そんな彼女は、常に俺の近くに居たがる。「そういう仲だって勘違いされるぞ?いいのか?」と聞いたことがあるのだが、「隼斗だから大丈夫なの!むしろ、牽制の意味もあるし!」と、自信満々に返されてしまった。牽制って、何に対してだ?未だに意味がわからない。



そんな事を考えていると、腕にムニュッとした感触を感じる。見ると、雪菜が俺の腕に胸を押し付けていた。

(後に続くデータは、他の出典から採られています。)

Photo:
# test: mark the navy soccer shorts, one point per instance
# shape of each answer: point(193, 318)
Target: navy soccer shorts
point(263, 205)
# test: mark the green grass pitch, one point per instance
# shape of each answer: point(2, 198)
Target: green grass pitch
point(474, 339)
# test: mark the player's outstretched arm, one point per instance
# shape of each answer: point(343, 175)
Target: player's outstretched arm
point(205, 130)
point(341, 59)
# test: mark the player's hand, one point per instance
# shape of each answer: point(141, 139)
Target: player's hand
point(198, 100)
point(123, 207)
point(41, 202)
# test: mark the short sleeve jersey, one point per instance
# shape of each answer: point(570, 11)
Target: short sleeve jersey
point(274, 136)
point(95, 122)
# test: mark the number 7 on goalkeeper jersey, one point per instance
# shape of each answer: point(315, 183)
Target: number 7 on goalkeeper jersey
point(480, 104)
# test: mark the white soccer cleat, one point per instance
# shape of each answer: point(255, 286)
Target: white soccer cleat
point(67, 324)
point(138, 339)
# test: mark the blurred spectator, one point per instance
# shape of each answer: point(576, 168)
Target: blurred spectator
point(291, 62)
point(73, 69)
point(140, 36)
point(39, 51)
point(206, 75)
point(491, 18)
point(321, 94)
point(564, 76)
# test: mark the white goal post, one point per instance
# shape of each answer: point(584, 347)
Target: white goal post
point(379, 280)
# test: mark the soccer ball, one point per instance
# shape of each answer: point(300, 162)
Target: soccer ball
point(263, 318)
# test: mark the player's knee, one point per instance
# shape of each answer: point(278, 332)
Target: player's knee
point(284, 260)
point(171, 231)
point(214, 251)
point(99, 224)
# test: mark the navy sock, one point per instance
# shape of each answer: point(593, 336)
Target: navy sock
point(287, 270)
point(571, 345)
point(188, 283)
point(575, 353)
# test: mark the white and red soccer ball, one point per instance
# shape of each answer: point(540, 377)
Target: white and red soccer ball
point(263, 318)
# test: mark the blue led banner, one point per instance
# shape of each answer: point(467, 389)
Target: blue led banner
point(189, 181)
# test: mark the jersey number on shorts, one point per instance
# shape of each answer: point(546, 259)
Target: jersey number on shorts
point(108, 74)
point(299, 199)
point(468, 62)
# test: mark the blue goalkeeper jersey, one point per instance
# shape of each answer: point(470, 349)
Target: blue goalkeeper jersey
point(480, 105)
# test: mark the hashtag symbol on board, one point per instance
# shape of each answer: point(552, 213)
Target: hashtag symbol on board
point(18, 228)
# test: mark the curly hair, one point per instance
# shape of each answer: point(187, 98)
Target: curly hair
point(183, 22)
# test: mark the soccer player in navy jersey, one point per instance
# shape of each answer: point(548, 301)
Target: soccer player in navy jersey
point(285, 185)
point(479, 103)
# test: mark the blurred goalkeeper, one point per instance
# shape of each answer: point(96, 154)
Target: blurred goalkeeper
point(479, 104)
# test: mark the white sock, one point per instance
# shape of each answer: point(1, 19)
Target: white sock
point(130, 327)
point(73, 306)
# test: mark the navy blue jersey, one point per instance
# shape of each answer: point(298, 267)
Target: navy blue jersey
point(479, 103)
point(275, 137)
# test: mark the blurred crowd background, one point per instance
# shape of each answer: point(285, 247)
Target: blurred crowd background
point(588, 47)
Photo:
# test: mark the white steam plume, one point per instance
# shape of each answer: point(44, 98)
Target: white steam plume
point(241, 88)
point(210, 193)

「おい、なんでそんなにくっつくんだよ!胸が当たってんだよさっきから」



「当ててるの♡どう?私のGカップのおっぱいは?気持ちいい?気持ちいいよね?」



「カップ数まで言わんでええわ!まあ気持ちいいけど」



「はっきり言ったよこの人...まあ、そういうとこも良いんだけどね」



「なんか言ったか?てか、はやく腕組むのやめろ!」



「なんでもない!じゃあ、手繋ぐで許して♡」



そう言って手を繋いでくる。それも指を絡める恋人繋ぎ。この状態の雪菜には何を言っても無駄なので諦めた。



「ふんふんふーん♫」



「やっぱお前凄いな、さっきから男の視線がすごいぞ.....学校まで耐えられっかなぁ」



「他の男に興味無いし。それより隼斗、あんたも女の視線集めてるの気がついてないの?ああ、そういえばあんたはクッソ鈍感野郎だったわね。まあそれでいいんだけど」



「誰が鈍感野郎じゃ!てか、俺の事なんて誰も見てねーよ、こんな陰キャのこと」



「...はぁー。はいはい陰キャね、そんな事言ったら全国の男から消されるわよ」



なんか意味のわからないことを言っているが、まあいいだろう。俺なんて勉強とスポーツができるだけの陰キャなんだから。